Hábiles en la maniobra

No acertamos los guipuzcoanos con el nombramiento del asesor multiusos que, entre sus habilidades y valiosa agenda, estaba su amistad con un cardenal papable que podía habernos situado en privilegiadas posiciones en el Vaticano. No ha sido elegido y ahora tendremos que cargar con él los cinco años que le faltan para la jubilación. Ya le encontrarán otra utilidad. No importa, es dinero público. Del escándalo –“ay de aquel que escandalice” (Mateo, 18:6)– y desafección que producen al votante las puertas giratorias y esos elementos que lo mismo valen para un roto como para un descosido, sin comentarios. Nihil novum sub sole (Eclesiastés 1, 10).

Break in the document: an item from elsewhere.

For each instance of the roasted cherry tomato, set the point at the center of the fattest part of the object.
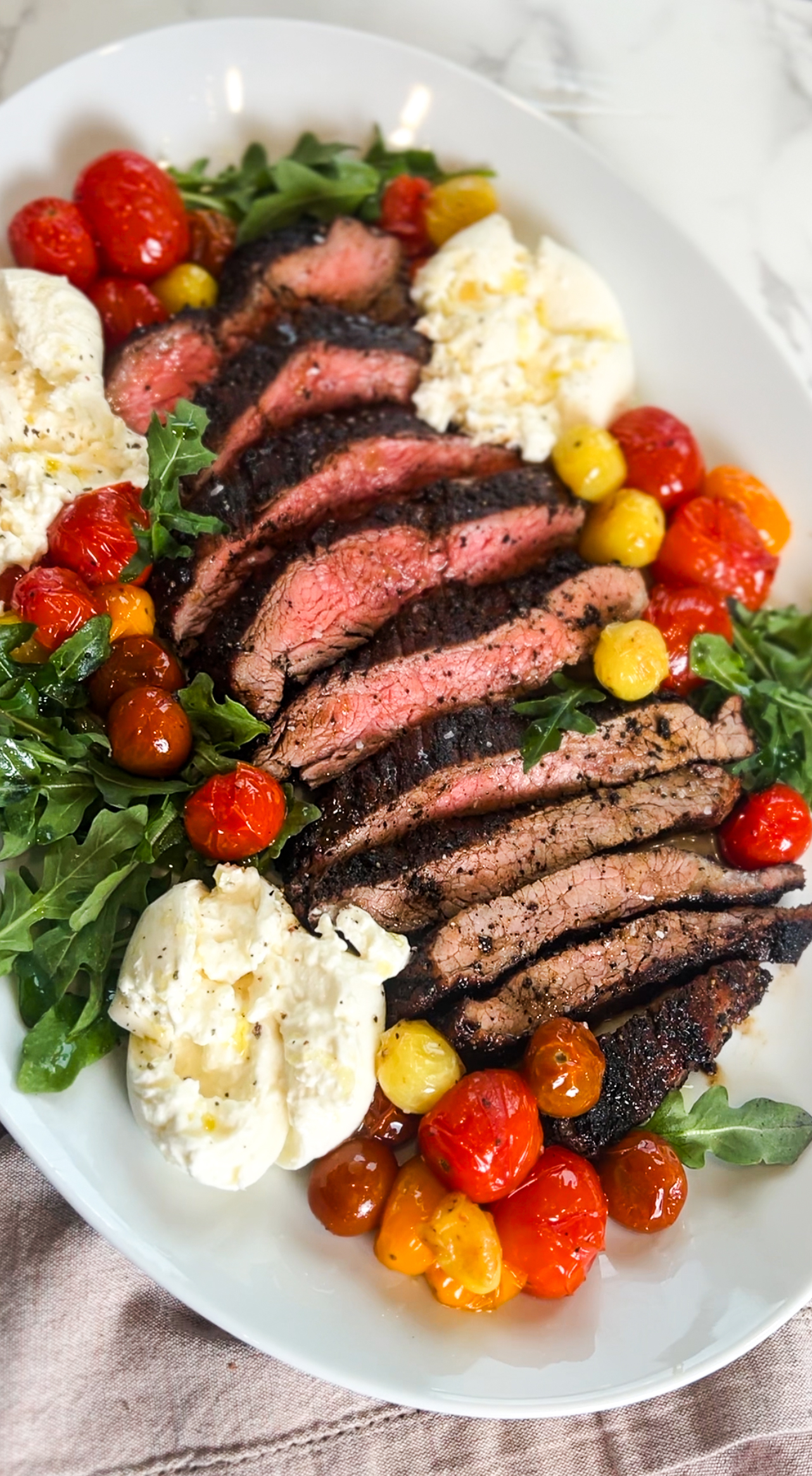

Nuestros hermanos vizcainos, con mayor potencial económico en su Diputación Foral, contrataron a una consultora de “confianza” que ha influido en el lobby eclesiástico oportuno y ya disponen de su catorceavo león, cuyas consecuencias se harán notar en la próxima temporada futbolística. De hecho, me aseguran, ya han pedido presupuesto para calafatear la gabarra.

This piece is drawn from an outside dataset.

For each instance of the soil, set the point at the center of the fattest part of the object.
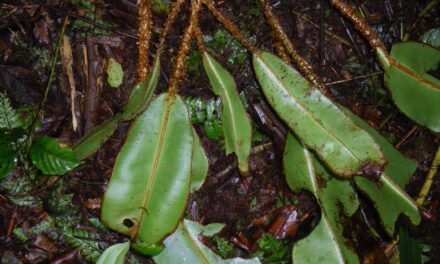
(29, 32)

Ahora se trata de recordar el periplo de Bob El Surfista –por sus habilidades diplomáticas, más conocido como León XIV, cuando visitó Euskal Herria en su época de superior de los agustinos (Errenteria, Loiu, Iruña o Bilbao), lo que nos hace suponer que conoce nuestra gastronomía–. Vamos, que casi, es uno de los nuestros. Pradales debiera enviarle un libro de recetas de nuestros afamados y estrellados cocineros, especialmente de los vizcainos, con fotos de San Juan de Gaztelugatxe y del Guggenheim de Bilbao, claro. Del que pretenden construir en Urdaibai, mejor ni comentarle, no vaya a ser que, con buen criterio, se muestre favorable a preservar el entorno.

Verdugo

El pasado jueves disertaba sobre la historia de la Guardia Municipal donostiarra para un distinguido auditorio (medio centenar de féminas y dos varones), de la veterana y donostiarra Asociación Cultural Eragin, en el salón de plenos de nuestra Casa Consistorial. Ese espacio del antiguo casino sigue imponiéndome respeto, a pesar de no ser, en absoluto, nuevo en tal plaza.

En mi repaso a los antecedentes de nuestros celadores, comentamos las actividades que se reservaban a los alguaciles, una de ellas la de pregonero, que llevaba aparejada la de ejecutor de la justicia, eufemismo para denominar al verdugo, y el vacío social que se hacía a tan honrado funcionario –inolvidable la película de Luis García Berlanga con el magistral Pepe Isbert–, incluso por los mismos capitulares que le contrataban. Al extremo de que Martín de Azpeitia, hacia 1490, aceptó el oficio de pregonero de la villa de San Sebastián con la condición expresa de que no se le obligara a ejercer de verdugo.

La falta de tales profesionales llegó a un punto que en las Juntas Generales celebradas en San Sebastián en 1524 se acordó la adquisición de uno. Tarea que tampoco resultó fácil, porque se pretendía, todos saben lo exigentes que somos los donostiarras, fuera lo mejor en su clase, sin reparar en el precio. Un especialista en azotar a los condenados y, sobre todo, en la tarea de expedir billetes de ida al otro barrio. Un experto maestro charcutero para la rápida fabricación de fiambres humanos. Una década transcurriría en la búsqueda de este mirlo blanco, sin éxito. Finalmente se comisionó a Juan Sáenz de Aramburu para hacer un viaje a Sevilla y comprar allí un esclavo negro para tales menesteres. Al parecer era el mercado de referencia, como fueron en tiempos, Torrelavega, Talavera o Tolosa, en plan más modesto, para el ganado vacuno.

Regresó el comisionado de la capital hispalense con un individuo negro y hercúleo, más feo que el famoso zapatero granadino Picio. Cuentan las crónicas que despertó el temor entre los concejiles de que los reos murieran atemorizados, antes que él llegara a tocarlos con sus manos. Los donostiarras siempre hemos sido un poco chinchorreros. Por defecto o por exceso, nunca estamos conformes con las decisiones administrativas.

No duró mucho; parece que no se adaptó a nuestra climatología, costumbres, paisanaje, gastronomía o, tal vez, al precio de los pintxos, porque en 1533 ya hay constancia de otro verdugo, Juan de Génova, que trabajaba como autónomo para distintas localidades guipuzcoanas.

Hace años, en la sala de recepciones de la Casa Consistorial donostiarra, se exhibía en una vitrina, entre otros cachivaches, una pluma negra, como correspondía, con su plumilla plateada, similar a aquellas que usábamos de chavales para la caligrafía, con una indicación que decía que fue utilizada por Amadeo de Saboya para firmar el decreto de abolición de la esclavitud en España.

Últimamente ya no estaba, seguramente porque alguien advirtió del escaso rigor histórico de tal afirmación. La Ley Moret, muy contestada por amplios sectores de la población, especialmente en las colonias americanas, que disponía el fin de la esclavitud, data de 1870, pero el proceso culminaría en 1886 en Cuba y el efímero saboyano reinó desde enero de 1871 hasta el 11 de febrero de 1873, dando paso a la I República, que pudo haber sido y, lamentablemente, no fue.

Hoy domingo

Espárragos de Olite. Ensalada ilustrada de tomate. Tortilla de anchoas. Cerezas. Tinto Luis R de Lanciego. Agua del Añarbe. Café. Petit fours de Gasand, mi pâtisserie de confianza, frente a los cines del Antiguo.